First I do ask about the troop build-up. One man says there has been a lot of activity, another says not more than normal. They seem to agree that there will be no invasion unless there is a big terrorist attack. If that happens, then probably something will be done. I sip the tea. The men tell me they call it "smugglers tea"… it's from Syria. All the sweeter, I say.
One man seems to be a spokesman for the group despite not wearing the team uniform. No cap or moustache and he's wearing a light-weight suit jacket, so perhaps he's something of a free-thinker, or perhaps it's the modern day dress of a Kemalist. He is attacking the ruling party, the AK, which I've described below as mildly Islamic. "They are deceiving people. It is wrong to use religion like that. The nation should come first in politics. Religion is between each man and Allah."
The statue of Ataturk at our backs should be beaming at such sentiments. But the founder of modern Turkey, clutching a book of his speeches, is as stern as ever. His revolution in the 1920s and 30s was quite astonishing. He transformed the tattered remains of the Ottoman empire into a modern nation state and then dragged it, with remarkably little screaming, into the West's version of the 20th Century. He outlawed traditional dress, banned the Arabic script, introduced universal education and a legal system based on the Swiss code, praised the emancipation of women, and shoved religion right out of politics.
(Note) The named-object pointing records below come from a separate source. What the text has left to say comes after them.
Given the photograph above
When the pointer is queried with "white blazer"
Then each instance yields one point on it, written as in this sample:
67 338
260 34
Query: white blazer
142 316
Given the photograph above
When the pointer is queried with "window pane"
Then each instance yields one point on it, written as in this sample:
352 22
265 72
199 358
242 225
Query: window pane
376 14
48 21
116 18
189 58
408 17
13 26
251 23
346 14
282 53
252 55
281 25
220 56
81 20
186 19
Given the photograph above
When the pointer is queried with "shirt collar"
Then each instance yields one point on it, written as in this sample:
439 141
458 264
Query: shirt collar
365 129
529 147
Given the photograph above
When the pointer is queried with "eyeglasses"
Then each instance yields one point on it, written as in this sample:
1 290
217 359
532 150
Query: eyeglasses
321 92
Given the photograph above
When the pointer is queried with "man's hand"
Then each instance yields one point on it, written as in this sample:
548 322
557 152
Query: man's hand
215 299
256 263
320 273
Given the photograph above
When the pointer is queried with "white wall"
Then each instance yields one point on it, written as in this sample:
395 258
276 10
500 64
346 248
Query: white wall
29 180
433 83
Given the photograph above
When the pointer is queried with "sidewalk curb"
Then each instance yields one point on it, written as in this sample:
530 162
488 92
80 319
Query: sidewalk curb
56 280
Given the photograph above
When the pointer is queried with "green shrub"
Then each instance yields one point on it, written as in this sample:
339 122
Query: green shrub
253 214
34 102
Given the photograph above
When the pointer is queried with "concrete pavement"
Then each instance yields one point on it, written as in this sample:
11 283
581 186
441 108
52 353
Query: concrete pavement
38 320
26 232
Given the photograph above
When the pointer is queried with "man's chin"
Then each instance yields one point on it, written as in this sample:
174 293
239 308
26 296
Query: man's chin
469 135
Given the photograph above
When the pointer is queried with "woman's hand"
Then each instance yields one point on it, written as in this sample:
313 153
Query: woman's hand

Here he is revered by many as a secular saint.
Although no-one would dare to do so here, there is much one could mock about Ataturk. Except he was so extraordinarily successful. He balanced on the high wire of history and everything tells you he should have fallen off, that his revolution should have ended in failure and the triumph of conservatism. But it didn't. He stayed on the wire, won, and it worked.
Indeed secularism, the doctrine that religion has no place in politics, has become in itself almost untouchable, holy writ. That is why it filled some with such horror that their country might elect a president whose wife wears a headscarf.
It is his legacy that some fear the AK, a religious party, is trying to unravel, as several comments to an earlier post point out. Thanks for so many interesting remarks. Ayse Sarici, I think that is the first time someone has made a nice comment on the way I look for about 20 years. And you are right that the proximate cause of the election was parliament not agreeing on a presidential candidate - but I think the e-coup coloured and pre-ordained that failure. Fascinating analysis from Ronald Kramer.